Il corteo riparte poi verso il borgo e raggiunge il cortile affrescato del Suffragio, antico cimitero trecentesco che ha perso da tempo la sua funzione originaria ma conserva intatto il fascino del luogo. Qui avviene l’incontro con la Natività, circondato dalla ricostruzione di antichi mestieri. È qui che si svolge anche la tradizionale distribuzione delle calzine. Elemento centrale della celebrazione sono le letterine dei bambini. «La calzina non si riceve liberamente», spiega il promotore. « La si riceve presentando una letterina ai Magi. Le raccogliamo, le archiviamo e le lasciamo esposte per un anno davanti al sacello dei Magi al Santuario». Un archivio che, nel tempo, diventa una sorta di diario aperto dei desideri della comunità. «C’è chi chiede un regalo, chi la guarigione di un nonno, chi la pace nel mondo. A volte sembrano desideri dei genitori, altre volte sono sogni espressi con un disegno. La magia del sogno resta la componente fondamentale. Le letterine sono tutte conservate e archiviate per permettere a chiunque di ritrovare e rileggere il messaggio che ha affidato ai Magi anche molti anni prima».

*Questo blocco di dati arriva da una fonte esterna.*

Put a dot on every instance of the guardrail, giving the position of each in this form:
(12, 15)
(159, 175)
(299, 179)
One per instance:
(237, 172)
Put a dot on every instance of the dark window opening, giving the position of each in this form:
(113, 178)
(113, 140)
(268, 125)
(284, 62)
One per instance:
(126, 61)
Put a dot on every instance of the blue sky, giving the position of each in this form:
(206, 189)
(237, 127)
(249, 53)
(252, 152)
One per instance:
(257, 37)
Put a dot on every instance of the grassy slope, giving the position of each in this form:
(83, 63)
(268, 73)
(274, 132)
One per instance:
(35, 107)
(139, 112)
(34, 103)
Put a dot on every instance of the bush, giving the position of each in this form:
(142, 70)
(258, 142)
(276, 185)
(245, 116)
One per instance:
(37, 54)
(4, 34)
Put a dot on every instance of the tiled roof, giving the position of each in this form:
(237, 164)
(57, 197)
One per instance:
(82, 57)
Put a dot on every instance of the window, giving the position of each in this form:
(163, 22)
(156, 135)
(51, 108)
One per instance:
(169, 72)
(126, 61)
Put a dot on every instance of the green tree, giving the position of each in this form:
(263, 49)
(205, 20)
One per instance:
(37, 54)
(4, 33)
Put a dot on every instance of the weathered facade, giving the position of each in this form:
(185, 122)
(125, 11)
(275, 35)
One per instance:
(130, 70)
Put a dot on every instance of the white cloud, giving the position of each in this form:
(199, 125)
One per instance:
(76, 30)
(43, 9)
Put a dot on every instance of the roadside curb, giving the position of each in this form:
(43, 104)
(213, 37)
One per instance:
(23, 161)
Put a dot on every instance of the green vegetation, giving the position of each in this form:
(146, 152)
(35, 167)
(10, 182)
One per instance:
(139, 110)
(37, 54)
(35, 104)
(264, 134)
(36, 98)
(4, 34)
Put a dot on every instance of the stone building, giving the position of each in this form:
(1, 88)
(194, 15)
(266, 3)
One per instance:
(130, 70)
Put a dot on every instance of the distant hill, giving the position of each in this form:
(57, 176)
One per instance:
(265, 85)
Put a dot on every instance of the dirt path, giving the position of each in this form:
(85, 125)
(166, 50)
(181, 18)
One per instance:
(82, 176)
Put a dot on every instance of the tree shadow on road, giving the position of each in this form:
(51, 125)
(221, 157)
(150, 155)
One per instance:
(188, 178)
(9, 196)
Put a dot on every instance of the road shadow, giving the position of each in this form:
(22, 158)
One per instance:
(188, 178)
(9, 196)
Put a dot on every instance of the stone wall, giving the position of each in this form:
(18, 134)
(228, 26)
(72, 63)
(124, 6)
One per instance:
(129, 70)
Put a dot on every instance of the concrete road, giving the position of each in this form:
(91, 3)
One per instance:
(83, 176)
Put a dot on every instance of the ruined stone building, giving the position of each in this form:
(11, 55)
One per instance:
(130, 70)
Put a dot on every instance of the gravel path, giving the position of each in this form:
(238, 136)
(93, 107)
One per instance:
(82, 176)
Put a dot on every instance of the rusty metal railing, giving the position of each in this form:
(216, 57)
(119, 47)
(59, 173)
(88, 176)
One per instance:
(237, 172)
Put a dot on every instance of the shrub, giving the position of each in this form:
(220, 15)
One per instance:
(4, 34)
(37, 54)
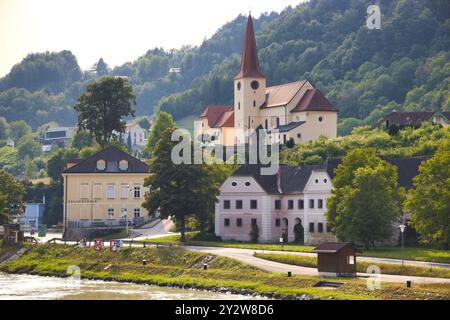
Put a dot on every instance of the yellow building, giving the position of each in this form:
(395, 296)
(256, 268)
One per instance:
(105, 190)
(292, 111)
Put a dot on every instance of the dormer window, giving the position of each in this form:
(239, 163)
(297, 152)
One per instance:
(123, 165)
(101, 165)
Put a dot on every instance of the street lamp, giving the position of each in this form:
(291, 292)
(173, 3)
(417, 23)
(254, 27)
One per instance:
(402, 230)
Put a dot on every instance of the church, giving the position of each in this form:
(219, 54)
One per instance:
(293, 111)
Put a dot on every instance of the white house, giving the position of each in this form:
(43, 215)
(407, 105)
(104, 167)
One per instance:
(137, 135)
(292, 197)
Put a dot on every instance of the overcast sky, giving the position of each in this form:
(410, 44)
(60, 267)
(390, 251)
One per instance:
(117, 30)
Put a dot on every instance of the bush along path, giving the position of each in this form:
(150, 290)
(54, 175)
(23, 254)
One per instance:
(186, 269)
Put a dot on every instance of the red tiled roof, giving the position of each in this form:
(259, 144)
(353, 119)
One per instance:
(226, 120)
(214, 113)
(249, 61)
(282, 94)
(314, 100)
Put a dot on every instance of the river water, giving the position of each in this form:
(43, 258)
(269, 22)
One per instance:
(29, 287)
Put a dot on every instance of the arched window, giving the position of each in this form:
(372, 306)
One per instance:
(101, 165)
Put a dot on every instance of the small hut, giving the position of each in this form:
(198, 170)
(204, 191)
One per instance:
(336, 259)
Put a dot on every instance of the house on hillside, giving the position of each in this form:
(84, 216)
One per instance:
(297, 110)
(133, 134)
(59, 136)
(290, 204)
(105, 190)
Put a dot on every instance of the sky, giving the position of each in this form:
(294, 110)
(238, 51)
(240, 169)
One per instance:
(116, 30)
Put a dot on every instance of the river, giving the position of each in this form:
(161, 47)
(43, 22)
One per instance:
(30, 287)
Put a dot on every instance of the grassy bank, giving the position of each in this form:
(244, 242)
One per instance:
(417, 254)
(182, 268)
(386, 268)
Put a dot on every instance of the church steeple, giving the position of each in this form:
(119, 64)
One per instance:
(249, 62)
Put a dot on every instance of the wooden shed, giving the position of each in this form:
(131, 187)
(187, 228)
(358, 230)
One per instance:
(336, 259)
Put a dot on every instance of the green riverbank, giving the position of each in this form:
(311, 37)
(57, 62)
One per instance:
(410, 253)
(177, 267)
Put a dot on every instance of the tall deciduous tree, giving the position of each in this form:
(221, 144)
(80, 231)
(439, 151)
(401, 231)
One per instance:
(4, 129)
(101, 108)
(11, 192)
(163, 122)
(429, 201)
(18, 129)
(27, 146)
(179, 190)
(366, 199)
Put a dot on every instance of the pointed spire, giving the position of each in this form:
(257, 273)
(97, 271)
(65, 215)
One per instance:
(250, 62)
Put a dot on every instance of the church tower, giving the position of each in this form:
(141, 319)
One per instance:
(249, 88)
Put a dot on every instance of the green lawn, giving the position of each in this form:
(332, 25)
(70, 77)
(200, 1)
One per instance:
(418, 254)
(178, 267)
(386, 268)
(193, 241)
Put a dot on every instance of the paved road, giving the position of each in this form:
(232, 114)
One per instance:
(246, 256)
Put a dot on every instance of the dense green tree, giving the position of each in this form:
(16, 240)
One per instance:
(129, 145)
(18, 129)
(51, 71)
(365, 200)
(163, 122)
(28, 146)
(179, 190)
(4, 129)
(57, 162)
(360, 70)
(429, 201)
(101, 108)
(30, 171)
(11, 192)
(101, 68)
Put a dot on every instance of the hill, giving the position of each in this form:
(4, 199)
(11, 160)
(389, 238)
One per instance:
(365, 73)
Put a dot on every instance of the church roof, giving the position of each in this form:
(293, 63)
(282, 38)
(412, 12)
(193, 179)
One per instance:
(314, 100)
(249, 61)
(214, 113)
(225, 120)
(290, 126)
(282, 94)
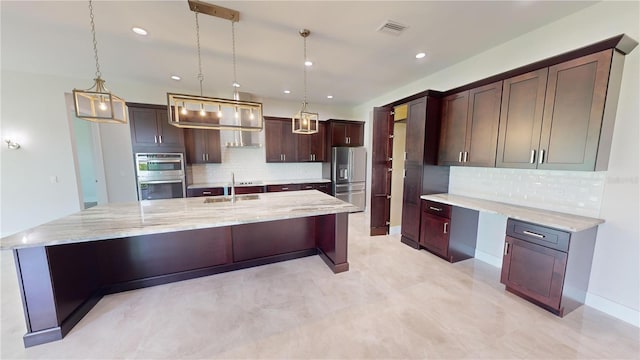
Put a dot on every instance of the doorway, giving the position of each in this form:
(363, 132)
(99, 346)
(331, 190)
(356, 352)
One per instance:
(87, 154)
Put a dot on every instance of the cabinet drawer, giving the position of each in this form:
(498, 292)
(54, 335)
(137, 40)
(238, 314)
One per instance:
(283, 187)
(541, 235)
(436, 208)
(205, 192)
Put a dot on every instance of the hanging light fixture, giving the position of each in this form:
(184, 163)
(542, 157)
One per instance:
(97, 103)
(202, 112)
(305, 122)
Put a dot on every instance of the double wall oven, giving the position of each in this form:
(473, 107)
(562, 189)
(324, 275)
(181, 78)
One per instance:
(160, 175)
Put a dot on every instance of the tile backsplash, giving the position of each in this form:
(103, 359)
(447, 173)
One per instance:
(573, 192)
(248, 164)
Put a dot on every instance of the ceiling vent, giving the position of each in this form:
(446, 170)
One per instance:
(392, 27)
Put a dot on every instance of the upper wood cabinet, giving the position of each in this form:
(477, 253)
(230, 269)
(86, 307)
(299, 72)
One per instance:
(280, 141)
(576, 131)
(345, 133)
(470, 122)
(202, 146)
(151, 131)
(521, 120)
(570, 127)
(312, 148)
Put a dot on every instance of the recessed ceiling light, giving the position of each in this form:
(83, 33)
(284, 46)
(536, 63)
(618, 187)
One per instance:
(139, 31)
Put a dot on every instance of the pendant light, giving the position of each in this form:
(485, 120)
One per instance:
(304, 122)
(202, 112)
(97, 103)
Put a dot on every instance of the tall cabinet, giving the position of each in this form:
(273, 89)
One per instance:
(422, 175)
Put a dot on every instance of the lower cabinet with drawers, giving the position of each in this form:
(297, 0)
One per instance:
(448, 231)
(547, 266)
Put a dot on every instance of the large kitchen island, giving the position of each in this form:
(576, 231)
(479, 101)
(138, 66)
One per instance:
(64, 267)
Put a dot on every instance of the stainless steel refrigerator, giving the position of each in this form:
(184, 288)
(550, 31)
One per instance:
(348, 173)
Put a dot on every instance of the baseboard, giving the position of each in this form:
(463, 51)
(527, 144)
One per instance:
(614, 309)
(395, 230)
(489, 259)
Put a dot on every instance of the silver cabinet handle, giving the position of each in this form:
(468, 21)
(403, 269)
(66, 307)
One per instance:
(539, 236)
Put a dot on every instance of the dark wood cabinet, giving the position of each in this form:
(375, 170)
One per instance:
(345, 133)
(573, 114)
(217, 191)
(521, 120)
(312, 148)
(448, 231)
(202, 146)
(280, 141)
(421, 176)
(547, 266)
(151, 131)
(470, 127)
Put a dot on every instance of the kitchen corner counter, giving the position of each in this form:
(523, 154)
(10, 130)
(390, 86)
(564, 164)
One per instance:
(558, 220)
(168, 215)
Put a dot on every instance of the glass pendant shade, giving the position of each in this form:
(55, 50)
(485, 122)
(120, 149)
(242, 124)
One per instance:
(201, 112)
(97, 104)
(304, 122)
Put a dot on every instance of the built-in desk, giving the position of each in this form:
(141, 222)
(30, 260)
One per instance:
(547, 255)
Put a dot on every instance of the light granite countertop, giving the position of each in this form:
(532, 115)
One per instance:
(558, 220)
(116, 220)
(257, 183)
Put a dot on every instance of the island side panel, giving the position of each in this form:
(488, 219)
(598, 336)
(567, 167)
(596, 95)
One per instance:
(264, 239)
(332, 236)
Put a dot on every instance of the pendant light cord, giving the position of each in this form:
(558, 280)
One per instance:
(200, 76)
(95, 42)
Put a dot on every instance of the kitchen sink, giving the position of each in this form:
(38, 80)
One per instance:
(217, 199)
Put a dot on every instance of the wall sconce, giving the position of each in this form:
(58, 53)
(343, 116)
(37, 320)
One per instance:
(12, 145)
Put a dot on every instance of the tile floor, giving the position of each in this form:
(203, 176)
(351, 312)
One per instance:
(395, 302)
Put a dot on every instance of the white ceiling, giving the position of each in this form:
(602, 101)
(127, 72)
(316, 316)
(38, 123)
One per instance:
(352, 61)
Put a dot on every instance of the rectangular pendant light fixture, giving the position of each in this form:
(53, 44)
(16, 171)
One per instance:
(201, 112)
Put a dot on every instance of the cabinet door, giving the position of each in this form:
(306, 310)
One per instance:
(355, 134)
(416, 122)
(434, 234)
(339, 134)
(412, 190)
(521, 120)
(534, 270)
(483, 118)
(573, 110)
(453, 129)
(280, 142)
(144, 126)
(169, 135)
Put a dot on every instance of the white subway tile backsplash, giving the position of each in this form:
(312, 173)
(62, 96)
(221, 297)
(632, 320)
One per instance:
(573, 192)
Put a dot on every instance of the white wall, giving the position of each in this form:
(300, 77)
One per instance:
(30, 197)
(615, 277)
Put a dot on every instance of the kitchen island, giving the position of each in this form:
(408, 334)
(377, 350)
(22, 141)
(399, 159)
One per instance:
(67, 265)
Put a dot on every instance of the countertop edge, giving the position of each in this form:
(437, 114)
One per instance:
(561, 220)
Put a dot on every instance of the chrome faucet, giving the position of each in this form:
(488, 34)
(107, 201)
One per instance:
(233, 188)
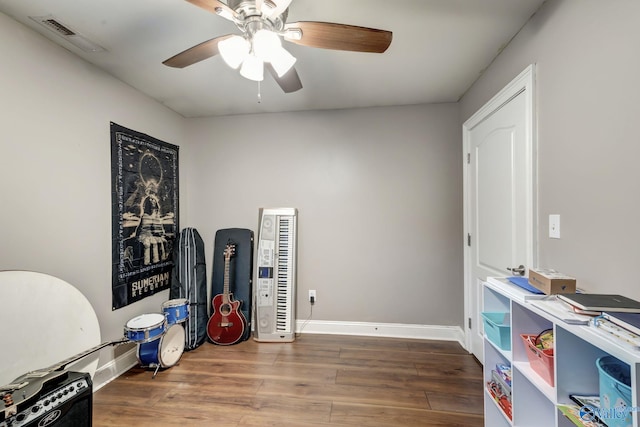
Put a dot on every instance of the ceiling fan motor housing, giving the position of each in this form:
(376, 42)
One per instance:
(250, 19)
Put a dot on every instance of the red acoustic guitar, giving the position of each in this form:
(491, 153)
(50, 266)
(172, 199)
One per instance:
(227, 323)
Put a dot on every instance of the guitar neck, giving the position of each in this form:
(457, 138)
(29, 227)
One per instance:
(226, 277)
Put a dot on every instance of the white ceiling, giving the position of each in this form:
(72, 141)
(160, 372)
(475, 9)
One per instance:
(439, 49)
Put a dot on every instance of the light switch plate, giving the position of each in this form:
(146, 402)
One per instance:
(554, 226)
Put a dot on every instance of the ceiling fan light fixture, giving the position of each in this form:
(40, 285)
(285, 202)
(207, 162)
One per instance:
(234, 50)
(252, 68)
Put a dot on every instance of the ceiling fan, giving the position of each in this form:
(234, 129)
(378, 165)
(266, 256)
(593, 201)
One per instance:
(262, 23)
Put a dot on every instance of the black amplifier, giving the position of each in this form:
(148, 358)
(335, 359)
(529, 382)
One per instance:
(66, 403)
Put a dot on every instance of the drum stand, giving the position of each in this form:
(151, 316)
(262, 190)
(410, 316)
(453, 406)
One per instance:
(157, 365)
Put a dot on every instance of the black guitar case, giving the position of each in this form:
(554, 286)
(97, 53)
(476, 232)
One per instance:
(240, 269)
(189, 280)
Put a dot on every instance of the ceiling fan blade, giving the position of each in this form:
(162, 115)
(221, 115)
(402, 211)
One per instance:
(196, 53)
(329, 35)
(215, 6)
(289, 82)
(274, 7)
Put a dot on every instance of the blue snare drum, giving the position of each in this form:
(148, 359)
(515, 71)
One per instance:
(164, 352)
(177, 310)
(146, 327)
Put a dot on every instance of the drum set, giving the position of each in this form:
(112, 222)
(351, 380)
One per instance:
(160, 336)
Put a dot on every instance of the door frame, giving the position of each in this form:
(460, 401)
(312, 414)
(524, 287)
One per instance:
(523, 83)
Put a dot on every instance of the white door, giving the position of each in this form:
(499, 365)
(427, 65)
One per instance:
(499, 195)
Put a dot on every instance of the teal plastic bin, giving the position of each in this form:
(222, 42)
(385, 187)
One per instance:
(497, 328)
(615, 392)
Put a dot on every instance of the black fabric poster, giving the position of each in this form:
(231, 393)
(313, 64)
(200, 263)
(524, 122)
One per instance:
(144, 209)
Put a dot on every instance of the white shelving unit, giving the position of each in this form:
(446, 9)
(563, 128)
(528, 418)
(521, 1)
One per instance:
(577, 347)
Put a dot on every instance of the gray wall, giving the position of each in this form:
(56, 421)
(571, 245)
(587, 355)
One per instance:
(586, 52)
(379, 190)
(379, 198)
(55, 169)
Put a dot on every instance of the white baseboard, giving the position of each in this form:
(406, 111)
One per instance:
(112, 370)
(388, 330)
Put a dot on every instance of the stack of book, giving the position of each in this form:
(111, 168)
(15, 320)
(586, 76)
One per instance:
(618, 317)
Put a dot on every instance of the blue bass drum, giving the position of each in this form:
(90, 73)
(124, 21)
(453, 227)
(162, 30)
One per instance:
(163, 352)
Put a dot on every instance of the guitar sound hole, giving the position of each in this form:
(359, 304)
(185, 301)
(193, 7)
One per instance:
(225, 309)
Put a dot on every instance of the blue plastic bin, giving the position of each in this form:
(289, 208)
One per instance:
(497, 328)
(615, 391)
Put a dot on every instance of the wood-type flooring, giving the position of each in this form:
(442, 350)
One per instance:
(318, 380)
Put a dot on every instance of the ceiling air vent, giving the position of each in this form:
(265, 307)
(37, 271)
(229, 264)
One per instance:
(54, 25)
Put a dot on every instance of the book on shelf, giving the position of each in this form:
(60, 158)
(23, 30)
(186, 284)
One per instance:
(580, 413)
(628, 321)
(602, 302)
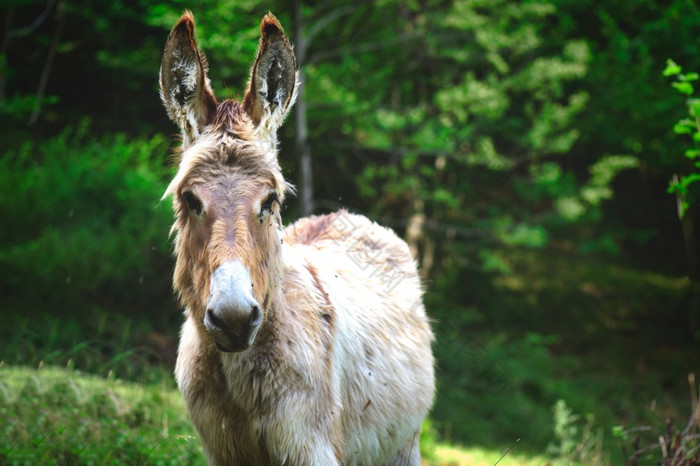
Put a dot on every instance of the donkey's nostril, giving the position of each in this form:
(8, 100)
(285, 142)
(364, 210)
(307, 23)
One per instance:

Martedì 6 gennaio, giorno dell’Epifania, la tradizione prosegue al Santuario con un gesto che unisce memoria e solidarietà. Dopo la messa, i Magi ricompaiono e sono i bambini a portare loro dei doni – dolci, alimenti non deperibili o offerte – destinati a coetanei più bisognosi. In cambio ricevono un’arancia. «Era il dono di lusso dei doni poveri di un tempo», ricorda Bonandrini, «un simbolo che abbiamo voluto mantenere».
Info e orari
Il programma della due giorni si apre lunedì 5 gennaio alle 17.30 con la messa al Santuario della Santissima Trinità. Alle 18.30 è prevista la comparsa dei Magi sul sagrato, seguita dalla formazione del corteo verso il paese. In caso di forte maltempo sarà celebrata soltanto la messa e il programma (senza corteo) ripartirà alle 20 nella ex chiesa di Santo Spirito. Martedì 6 gennaio l’appuntamento si terrà invece alle 10.30 al Santuario con l’iniziativa sociale. Le celebrazioni sono organizzate dall’Oratorio Parrocchiale, dal Gruppo Peter Pan Oratorio Casnigo, dall’associazione culturale Santo Spirito e Assogenitori, con la partecipazione dei baghéter di Casnigo e dei campanari Fabio Rinaldi di Gandino e Mattia Malzani di Palazzolo sull’Oglio.
Accanto alla rievocazione, dal 2024 la tradizione dei Magi di Casnigo è raccontata anche dal docufilm «Re Mage a Casnic», realizzato dal videomaker Diego Percassi, disponibile online e patrocinato dal Distretto de Le Cinque Terre della Val Gandino. Nel pomeriggio dell’Epifania è inoltre prevista una visita guidata gratuita al Santuario, un’occasione per approfondire secoli di storia e arte. Il programma completo è consultabile sul sito ufficiale de Le Cinque Terre della Valgandino.